Pezzotta e gli scioperi selvaggi "Non servono regole più dure"
          A chi si lamenta chiedo: siete mai stati licenziati?
          PAOLO GRISERI


          ROMA – Se si tira troppo la corda, com´è avvenuto nella vertenza del trasporto pubblico, «non c´è regolamentazione che tenga. Chi ci attacca dovrebbe invece ringraziare i sindacati confederali se negli ultimi due anni la situazione non è degenerata». Savino Pezzotta, leader della Cisl, risponde così alle polemiche sugli scioperi selvaggi di questi giorni. E avverte: «Una legge più dura sugli scioperi non eviterebbe altri casi come quello di Milano».
          Pezzotta, partiamo dalla trattativa sul trasporto locale. Avete rischiato anche qui una rottura con Cgil e Uil?
          «C´è stato un confronto che ha portato a una proposta unitaria. Adesso (ieri sera n.d.r.) è il governo che ci deve dire se la accetta o se invece la respinge dimostrando che non vuole giungere a un accordo».
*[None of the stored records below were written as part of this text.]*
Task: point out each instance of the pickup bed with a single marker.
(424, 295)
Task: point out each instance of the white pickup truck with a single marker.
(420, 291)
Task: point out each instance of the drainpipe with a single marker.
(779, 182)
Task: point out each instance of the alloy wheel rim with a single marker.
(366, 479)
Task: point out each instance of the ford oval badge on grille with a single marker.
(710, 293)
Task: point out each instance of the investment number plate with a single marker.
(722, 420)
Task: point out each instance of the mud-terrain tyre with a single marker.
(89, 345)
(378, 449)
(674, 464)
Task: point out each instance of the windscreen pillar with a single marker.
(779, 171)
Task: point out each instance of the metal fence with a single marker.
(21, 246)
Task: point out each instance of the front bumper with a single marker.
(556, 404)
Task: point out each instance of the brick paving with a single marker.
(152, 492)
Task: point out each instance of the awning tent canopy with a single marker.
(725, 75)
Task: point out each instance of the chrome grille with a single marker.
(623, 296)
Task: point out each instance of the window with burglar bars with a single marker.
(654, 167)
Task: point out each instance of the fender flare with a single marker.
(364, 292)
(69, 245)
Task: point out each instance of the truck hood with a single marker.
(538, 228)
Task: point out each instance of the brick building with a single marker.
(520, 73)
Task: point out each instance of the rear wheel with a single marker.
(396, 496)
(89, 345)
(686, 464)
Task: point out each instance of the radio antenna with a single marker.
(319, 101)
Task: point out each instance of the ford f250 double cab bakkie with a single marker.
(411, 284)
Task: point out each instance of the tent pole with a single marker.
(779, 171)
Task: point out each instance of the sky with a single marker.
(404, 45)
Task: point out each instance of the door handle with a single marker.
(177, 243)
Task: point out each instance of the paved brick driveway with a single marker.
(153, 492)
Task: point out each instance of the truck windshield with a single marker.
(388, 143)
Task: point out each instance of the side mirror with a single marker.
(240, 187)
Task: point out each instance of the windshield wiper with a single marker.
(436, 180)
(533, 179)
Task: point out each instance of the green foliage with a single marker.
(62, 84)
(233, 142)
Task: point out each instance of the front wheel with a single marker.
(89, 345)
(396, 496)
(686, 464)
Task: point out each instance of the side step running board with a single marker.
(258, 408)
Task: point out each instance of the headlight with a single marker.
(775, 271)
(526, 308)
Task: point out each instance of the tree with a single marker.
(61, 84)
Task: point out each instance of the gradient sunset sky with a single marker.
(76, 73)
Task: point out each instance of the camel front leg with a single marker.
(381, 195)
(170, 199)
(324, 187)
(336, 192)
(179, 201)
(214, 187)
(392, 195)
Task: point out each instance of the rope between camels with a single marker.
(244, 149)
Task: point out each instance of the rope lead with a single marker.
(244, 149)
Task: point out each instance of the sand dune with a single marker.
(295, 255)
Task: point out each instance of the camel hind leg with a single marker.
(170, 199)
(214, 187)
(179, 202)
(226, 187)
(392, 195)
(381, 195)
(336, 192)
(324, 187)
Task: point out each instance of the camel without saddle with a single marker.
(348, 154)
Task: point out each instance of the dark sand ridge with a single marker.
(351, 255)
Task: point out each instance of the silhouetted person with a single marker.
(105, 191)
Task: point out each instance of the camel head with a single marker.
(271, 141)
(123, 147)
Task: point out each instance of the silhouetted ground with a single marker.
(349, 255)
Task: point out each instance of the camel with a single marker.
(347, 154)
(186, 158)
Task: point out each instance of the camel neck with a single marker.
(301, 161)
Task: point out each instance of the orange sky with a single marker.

          Quali sono i punti principali della proposta?
          «Chiediamo una "una tantum" vicina ai 1.000 euro e un aumento mensile superiore agli 80 euro. Inoltre chiediamo un trattamento migliore per i giovani assunti».
          Dopo il blocco totale di Milano, che non ha rispettato le regole sugli scioperi nei servizi pubblici, analoghi episodi si sono verificati a Napoli e Genova. La base vi sta sfuggendo di mano? Non siete più in grado di controllarla?
          «Starei molto attento a fare queste generalizzazioni. Intanto perché nella stragrande maggioranza dei casi le regole dello sciopero sono state rispettate. E hanno funzionato durante gli 8 scioperi proclamati negli ultimi due anni, nonostante la chiusura delle controparti che non hanno mai avviato una vera trattativa».
          Ora che le regole sono state violate c´è chi, come il ministro Maroni, chiede un inasprimento della legge. Che cosa risponde?
          «Che quando si lascia incancrenire la situazione fino a questo punto, quando si arriva a questi livelli di tensione, non ci sono regole dure che servano. Crediamo davvero che con una legge più severa non si sarebbero verificati gli episodi di questi giorni? Si tratta di iniziative deprecabili che noi abbiamo condannato e continueremo a condannare con forza. Ma queste sono le cose che accadono quando non si governano le vertenze».

          Se lei avesse dovuto spiegare questi concetti ai milanesi in attesa alla fermata del tram, con quali parole lo avrebbe fatto?
          «Con le parole che ho usato l´altro ieri in aeroporto. Una signora di fianco a me protestava per le conseguenze della manifestazione dei dipendenti. Mi diceva: "Ha visto, anche lei è costretto a cambiare aereo"».
          Che cosa le ha risposto?
          «Signora, lei ha mai ricevuto una lettera di licenziamento? Perché se non le è mai capitato non può sapere che cosa significa. Prima di scagliarsi contro coloro che protestano bisogna avere l´umiltà di mettersi nei loro mocassini».
          Insomma, in tutta questa vicenda i sindacati non hanno nulla da rimproverarsi?
          «In tutta questa vicenda i sindacati confederali sono quelli che hanno sempre chiesto di trattare per risolvere la vertenza e comporre il conflitto. Non siamo noi quelli che hanno voluto radicalizzare lo scontro. Abbiamo anzi cercato in ogni situazione di governare il confronto e di evitare che colpisse i diritti di altri lavoratori e dei cittadini. Ma non chiedeteci l´impossibile».